The color of bird eggs varies by species, and Dr. Woodman and Dr. Shaffer always try to replicate it as closely as possible. To match the subtle blue-green hue of condor eggs, Dr. Woodman dipped the shells in a jar of a non-toxic dye intended for children’s clothing.

Small data loggers hidden inside the shells can track egg temperature and movement. An audio recorder picks up sounds in the nest, which the zoo will play back to the eggs in the incubator. “Developing embryos can hear things through their shells,” Walker said. And she used electrical tape to cover the electronics lights, “otherwise it would have looked like a flashing Christmas egg.”

Some birds reject abnormally light eggs. So Mrs. Walker used a hot glue gun to fix rocks inside the egg, bringing its weight to over half a pound.

The first condor parents to receive a smart egg this year were a female known only as number 762 and her mate, Alishaw. “He’s not what you would call a traditionally fantastic dad,” Ms Walker said. “He’ll incubate as long as it takes, but he’s not thrilled about it.” (762’s devotion to him, however, remains intact. “She’s kind of a ride or die with Alishaw,” Ms. Walker said.)

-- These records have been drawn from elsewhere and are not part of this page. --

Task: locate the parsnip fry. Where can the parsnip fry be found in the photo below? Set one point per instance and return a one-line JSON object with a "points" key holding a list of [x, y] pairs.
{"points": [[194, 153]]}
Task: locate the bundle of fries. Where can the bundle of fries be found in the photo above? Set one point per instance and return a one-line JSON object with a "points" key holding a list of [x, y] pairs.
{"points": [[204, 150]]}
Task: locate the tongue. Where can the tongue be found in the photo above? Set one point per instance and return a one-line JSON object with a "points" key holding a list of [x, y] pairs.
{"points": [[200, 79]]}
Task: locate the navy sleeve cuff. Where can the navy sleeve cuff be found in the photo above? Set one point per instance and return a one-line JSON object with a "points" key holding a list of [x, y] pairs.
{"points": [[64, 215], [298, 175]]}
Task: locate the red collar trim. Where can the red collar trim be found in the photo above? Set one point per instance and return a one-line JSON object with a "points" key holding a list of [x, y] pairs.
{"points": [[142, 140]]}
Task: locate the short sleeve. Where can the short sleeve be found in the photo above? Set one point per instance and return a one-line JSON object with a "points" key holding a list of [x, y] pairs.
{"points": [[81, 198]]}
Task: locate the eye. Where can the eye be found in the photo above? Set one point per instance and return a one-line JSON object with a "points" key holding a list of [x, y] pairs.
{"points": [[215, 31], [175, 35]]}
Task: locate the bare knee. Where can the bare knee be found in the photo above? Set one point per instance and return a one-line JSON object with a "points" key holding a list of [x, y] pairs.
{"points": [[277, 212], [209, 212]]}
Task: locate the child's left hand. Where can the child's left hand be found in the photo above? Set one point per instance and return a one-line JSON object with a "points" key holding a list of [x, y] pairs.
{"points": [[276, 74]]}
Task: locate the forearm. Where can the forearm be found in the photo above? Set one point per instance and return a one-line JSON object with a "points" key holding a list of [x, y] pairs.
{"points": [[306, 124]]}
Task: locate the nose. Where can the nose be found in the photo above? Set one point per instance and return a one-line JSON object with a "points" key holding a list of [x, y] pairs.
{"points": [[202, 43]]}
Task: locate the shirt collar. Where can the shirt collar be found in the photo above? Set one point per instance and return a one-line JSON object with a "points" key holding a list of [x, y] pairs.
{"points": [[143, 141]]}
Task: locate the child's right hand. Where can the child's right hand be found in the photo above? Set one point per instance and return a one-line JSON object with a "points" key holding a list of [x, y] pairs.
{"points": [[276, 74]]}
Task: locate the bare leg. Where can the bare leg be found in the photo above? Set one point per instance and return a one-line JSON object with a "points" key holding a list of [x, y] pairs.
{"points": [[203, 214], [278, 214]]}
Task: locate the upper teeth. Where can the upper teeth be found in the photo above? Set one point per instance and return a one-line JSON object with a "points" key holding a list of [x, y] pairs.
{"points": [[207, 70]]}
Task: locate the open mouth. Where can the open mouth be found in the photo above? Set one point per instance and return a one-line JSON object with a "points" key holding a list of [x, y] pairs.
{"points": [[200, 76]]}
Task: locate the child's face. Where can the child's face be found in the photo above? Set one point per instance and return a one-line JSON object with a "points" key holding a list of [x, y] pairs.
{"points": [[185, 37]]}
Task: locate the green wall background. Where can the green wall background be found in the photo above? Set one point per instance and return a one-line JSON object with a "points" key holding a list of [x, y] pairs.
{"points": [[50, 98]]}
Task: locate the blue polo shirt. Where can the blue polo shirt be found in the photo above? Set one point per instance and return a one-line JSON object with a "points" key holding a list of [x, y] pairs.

When the two birds left the nest, zoo staff moved their real egg to an incubator and replaced it with the fake one. The condors didn’t seem to notice. (Their chick, which has since hatched, is back with her parents and doing well, Ms Walker said.)

Once the breeding season is over, Dr. Shaffer and Ms. Walker will analyze the data. The results will inform future incubator settings and, the team hopes, help bring more California condor chicks safely into the world. “It’s just a really cool use of technology that’s only going to get better,” Dr. Shaffer said.